Jennifer Lawrence, Gong Li, And Madame Chiang Kai-shek: China-Themed Met Gala Details Released

    Chinese fashion is ready for its global close-up at New York's top social event of the year.
    John Galliano for Christian Dior for its fall 1997 collection. (The Metropolitan Museum)
    Liz FloraAuthor
      Published   in Fashion

    John Galliano for Christian Dior for its fall 1997 collection. (The Metropolitan Museum)

    After months of secret planning, the Metropolitan Museum of Art's Costume Institute has finally revealed the name and concept of next year’s China-focused Met Gala and annual fashion exhibition.

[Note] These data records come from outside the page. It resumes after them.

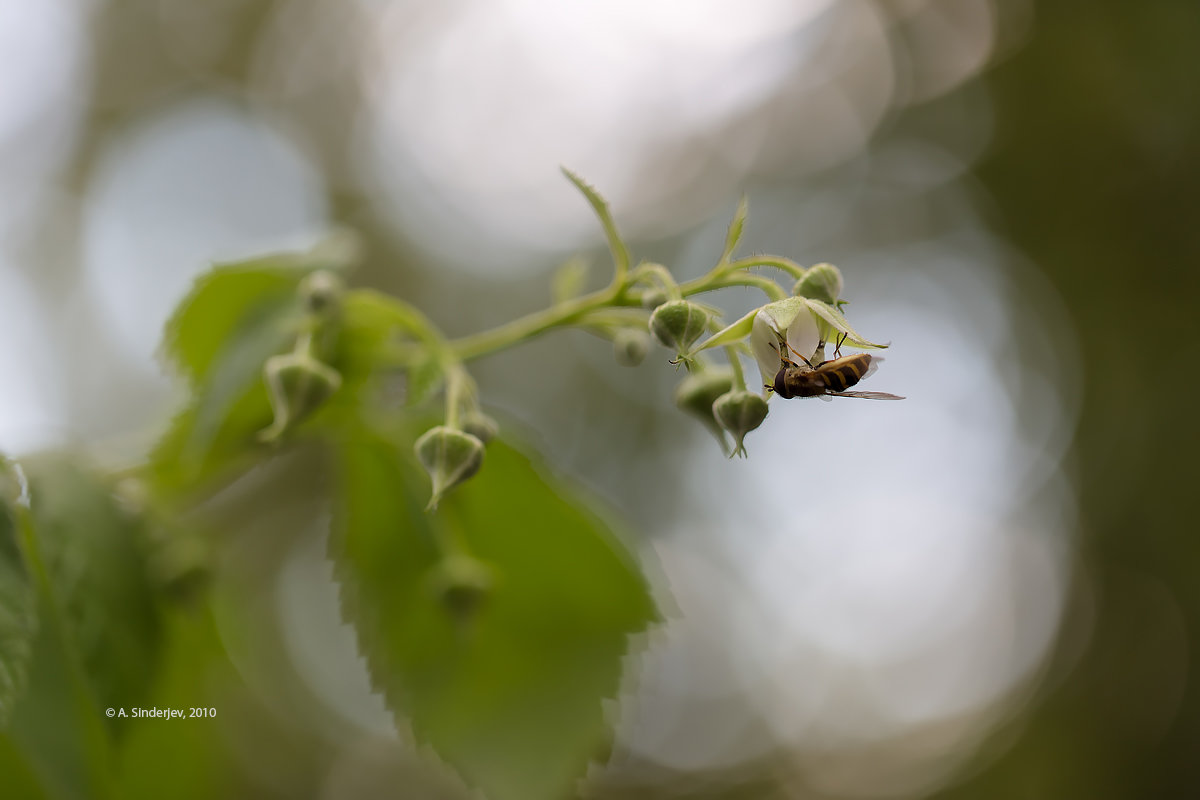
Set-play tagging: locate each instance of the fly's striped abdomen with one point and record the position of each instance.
(843, 373)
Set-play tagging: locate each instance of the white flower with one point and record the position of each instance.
(791, 319)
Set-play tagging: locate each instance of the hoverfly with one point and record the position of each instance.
(827, 378)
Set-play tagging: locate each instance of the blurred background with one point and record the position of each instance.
(988, 590)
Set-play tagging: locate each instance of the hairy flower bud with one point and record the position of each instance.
(297, 385)
(462, 584)
(653, 298)
(480, 426)
(322, 290)
(697, 392)
(739, 411)
(629, 347)
(450, 457)
(678, 324)
(821, 282)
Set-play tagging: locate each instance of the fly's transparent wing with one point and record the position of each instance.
(867, 395)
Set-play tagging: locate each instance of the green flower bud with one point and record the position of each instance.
(183, 567)
(450, 457)
(322, 290)
(739, 413)
(480, 426)
(678, 324)
(653, 298)
(297, 385)
(697, 392)
(821, 282)
(629, 347)
(462, 584)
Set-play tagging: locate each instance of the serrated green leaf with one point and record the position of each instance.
(511, 697)
(835, 319)
(735, 233)
(568, 281)
(99, 629)
(222, 305)
(616, 245)
(93, 552)
(233, 320)
(18, 615)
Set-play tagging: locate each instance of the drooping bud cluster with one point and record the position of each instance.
(480, 425)
(739, 411)
(697, 392)
(449, 456)
(677, 324)
(629, 347)
(821, 282)
(322, 292)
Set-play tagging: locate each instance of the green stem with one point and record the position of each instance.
(526, 328)
(707, 283)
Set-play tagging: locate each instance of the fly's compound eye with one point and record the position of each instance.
(781, 383)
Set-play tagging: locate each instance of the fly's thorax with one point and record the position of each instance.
(799, 382)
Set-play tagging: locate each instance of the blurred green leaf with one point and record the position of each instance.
(616, 245)
(18, 614)
(735, 233)
(373, 325)
(510, 696)
(99, 633)
(235, 318)
(568, 281)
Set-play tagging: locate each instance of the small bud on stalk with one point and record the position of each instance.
(678, 324)
(821, 282)
(697, 392)
(480, 426)
(322, 290)
(739, 411)
(450, 457)
(653, 298)
(297, 385)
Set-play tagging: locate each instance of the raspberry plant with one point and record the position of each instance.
(492, 632)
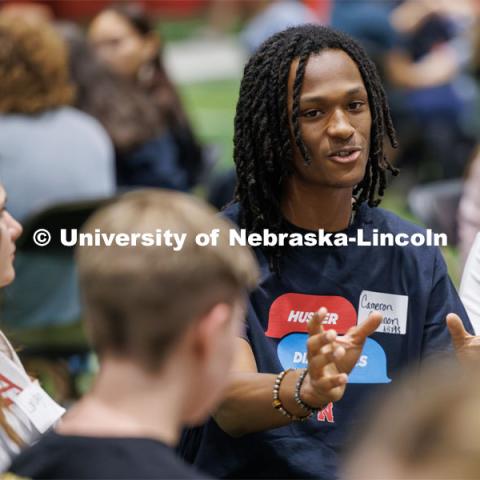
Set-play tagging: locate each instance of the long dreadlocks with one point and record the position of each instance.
(263, 151)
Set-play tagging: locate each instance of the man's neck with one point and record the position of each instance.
(127, 402)
(313, 208)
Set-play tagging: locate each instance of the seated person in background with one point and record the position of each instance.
(470, 285)
(16, 426)
(163, 323)
(127, 41)
(50, 153)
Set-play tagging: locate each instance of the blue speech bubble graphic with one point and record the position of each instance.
(371, 366)
(292, 351)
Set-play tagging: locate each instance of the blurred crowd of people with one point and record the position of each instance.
(89, 111)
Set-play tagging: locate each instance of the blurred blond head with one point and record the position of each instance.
(34, 74)
(141, 299)
(427, 428)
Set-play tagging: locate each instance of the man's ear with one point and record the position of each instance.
(210, 328)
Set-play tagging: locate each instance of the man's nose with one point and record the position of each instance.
(339, 126)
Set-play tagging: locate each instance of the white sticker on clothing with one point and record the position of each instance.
(39, 407)
(394, 309)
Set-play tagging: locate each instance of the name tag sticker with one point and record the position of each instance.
(38, 406)
(394, 309)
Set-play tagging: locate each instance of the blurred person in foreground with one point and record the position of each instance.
(427, 428)
(49, 153)
(163, 363)
(126, 41)
(17, 429)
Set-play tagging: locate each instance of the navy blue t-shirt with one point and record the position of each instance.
(408, 285)
(79, 457)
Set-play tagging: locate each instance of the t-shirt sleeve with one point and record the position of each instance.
(443, 300)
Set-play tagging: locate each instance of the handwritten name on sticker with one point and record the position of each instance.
(394, 309)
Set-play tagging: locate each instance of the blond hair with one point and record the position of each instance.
(34, 74)
(140, 299)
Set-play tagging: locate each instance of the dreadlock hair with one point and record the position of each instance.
(263, 150)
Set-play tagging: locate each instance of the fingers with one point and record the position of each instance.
(324, 385)
(360, 332)
(316, 343)
(367, 327)
(315, 324)
(327, 355)
(456, 329)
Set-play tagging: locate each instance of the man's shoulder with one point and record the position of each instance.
(232, 212)
(388, 221)
(63, 456)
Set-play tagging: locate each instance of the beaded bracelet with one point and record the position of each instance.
(297, 397)
(277, 403)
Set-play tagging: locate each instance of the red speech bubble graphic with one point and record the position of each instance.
(290, 313)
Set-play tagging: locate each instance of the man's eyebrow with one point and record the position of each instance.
(320, 98)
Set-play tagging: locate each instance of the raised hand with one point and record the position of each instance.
(323, 383)
(354, 340)
(466, 346)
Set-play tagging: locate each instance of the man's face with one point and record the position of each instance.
(335, 121)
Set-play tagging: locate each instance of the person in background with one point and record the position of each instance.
(126, 41)
(16, 427)
(163, 362)
(145, 153)
(50, 153)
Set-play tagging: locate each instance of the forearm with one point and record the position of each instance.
(247, 405)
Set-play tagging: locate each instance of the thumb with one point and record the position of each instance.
(456, 329)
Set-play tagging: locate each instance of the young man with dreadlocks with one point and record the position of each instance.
(311, 122)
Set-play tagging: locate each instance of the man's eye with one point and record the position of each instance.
(312, 113)
(356, 105)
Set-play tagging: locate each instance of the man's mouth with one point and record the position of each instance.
(345, 155)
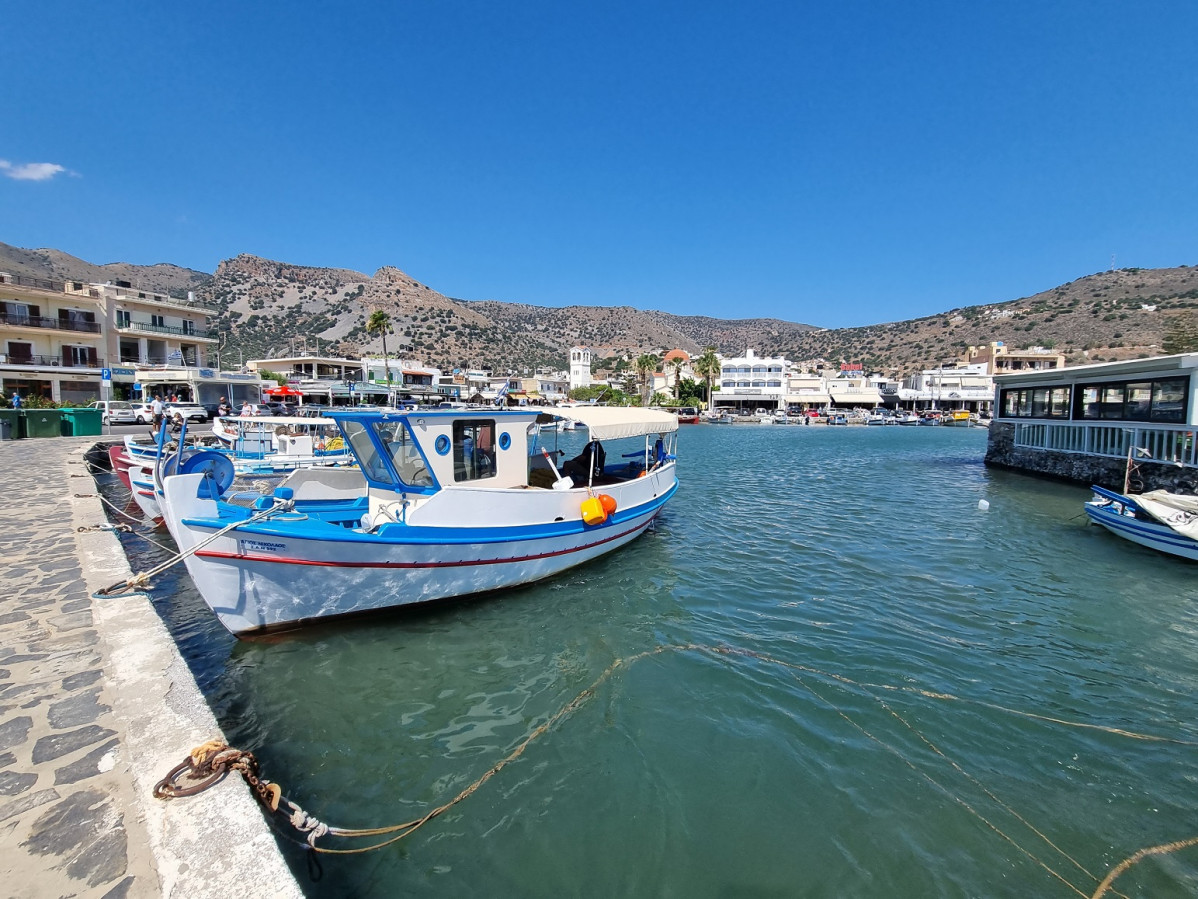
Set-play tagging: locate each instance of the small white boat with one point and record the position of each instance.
(1157, 519)
(446, 504)
(266, 444)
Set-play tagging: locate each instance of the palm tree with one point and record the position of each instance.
(380, 324)
(708, 368)
(646, 364)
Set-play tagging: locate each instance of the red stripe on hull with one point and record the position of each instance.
(210, 554)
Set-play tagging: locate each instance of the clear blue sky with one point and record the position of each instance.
(833, 162)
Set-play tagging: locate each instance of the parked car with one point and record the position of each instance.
(115, 411)
(189, 411)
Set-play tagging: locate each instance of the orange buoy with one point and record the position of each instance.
(593, 511)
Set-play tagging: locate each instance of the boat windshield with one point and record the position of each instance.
(386, 448)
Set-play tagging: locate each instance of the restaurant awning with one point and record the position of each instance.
(865, 397)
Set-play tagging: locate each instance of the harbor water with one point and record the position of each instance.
(829, 670)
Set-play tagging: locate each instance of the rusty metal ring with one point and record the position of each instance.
(167, 789)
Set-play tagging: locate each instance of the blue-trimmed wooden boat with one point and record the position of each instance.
(1149, 519)
(443, 504)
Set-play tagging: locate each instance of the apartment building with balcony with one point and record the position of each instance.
(60, 338)
(999, 359)
(149, 329)
(749, 382)
(52, 343)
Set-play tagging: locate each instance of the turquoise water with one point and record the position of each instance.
(914, 697)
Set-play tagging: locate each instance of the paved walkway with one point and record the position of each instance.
(95, 707)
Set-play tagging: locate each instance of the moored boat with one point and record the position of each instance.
(957, 418)
(447, 504)
(1157, 519)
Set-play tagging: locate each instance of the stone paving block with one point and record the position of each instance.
(98, 761)
(14, 731)
(86, 832)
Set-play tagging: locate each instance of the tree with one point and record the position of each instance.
(708, 368)
(380, 324)
(646, 364)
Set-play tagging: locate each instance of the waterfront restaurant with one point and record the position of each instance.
(1102, 423)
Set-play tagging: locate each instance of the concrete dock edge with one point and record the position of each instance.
(213, 844)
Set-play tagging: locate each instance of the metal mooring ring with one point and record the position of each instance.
(167, 789)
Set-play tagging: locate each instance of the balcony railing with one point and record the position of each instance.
(48, 361)
(58, 287)
(163, 362)
(163, 330)
(1161, 442)
(88, 327)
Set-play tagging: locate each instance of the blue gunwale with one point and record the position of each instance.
(314, 528)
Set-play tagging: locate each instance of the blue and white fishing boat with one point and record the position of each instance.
(1157, 519)
(443, 504)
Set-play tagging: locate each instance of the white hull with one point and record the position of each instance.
(258, 577)
(1144, 532)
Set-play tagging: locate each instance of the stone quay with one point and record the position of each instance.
(96, 706)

    “Chinese Whispers: Tales of the East in Art, Film, and Fashion,” will be the theme of the exhibit as well as the top New York fashion and social event of the year to celebrate its opening, which is set to take place on May 4. Co-chairs for the gala will include Jennifer Lawrence, Gong Li, Marissa Mayer, Wendi Deng, and Anna Wintour, while the exhibit will be brought to life as part of a collaboration between the Costume Institute and the Metropolitan Museum’s Department of Asian Art.

    With art direction led by award-winning filmmaker Wong Kar-wai, the exhibition will examine how European and North American designers have “understood, misunderstood, and appropriated Chinese culture,” according to Vogue.

    While it will feature pieces by a wide variety of fashion designers such as Alexander McQueen and Laurence Xu, the exhibition is set to serve as a cross-disciplinary examination of both Chinese aesthetics and Orientalism in Western culture with painting, decorative arts, and filmic representations of China. Films by acclaimed directors Ang Lee, Zhang Yimou, and Chen Kaige will be featured along with vignettes of stylish Chinese women in history such as Soong May-Ling (Madame Chiang Kai-shek), Empress Dowager Cixi, and Madame Wellington Koo. Attendees will also be able to view fashions from the 1700s until the present day, including garments and decorative arts from Imperial China.

    A still from Wong Kar-wai's In the Mood for Love. (The Metropolitan Museum of Art)

    The exhibit’s name comes from parlor game similar to today’s “Telephone” that was popular during the British Empire, and is meant to “explain that a lot of the motifs and cultural images are often lost in translation,” explained Costume Institute curator Andrew Bolton.

    “The West’s interest in China seems to be intensifying, and China’s cultural influence on the West also seems to have reached new heights,” he said of the choice of the exhibit. “The basic idea is the influence of Chinese aesthetics on designers, but I also wanted to convey how costumes and decorative arts crystallize centuries of cultural interchanges between the East and the West. They speak to an ongoing fascination of enigmatic objects and motifs. They are infused with fantasy and nostalgia and romance, and what often is created is a virtual China, a mixing of these anachronistic styles, which results in this pastiche. What is interesting is how complicit China has been in forming those fantasies.”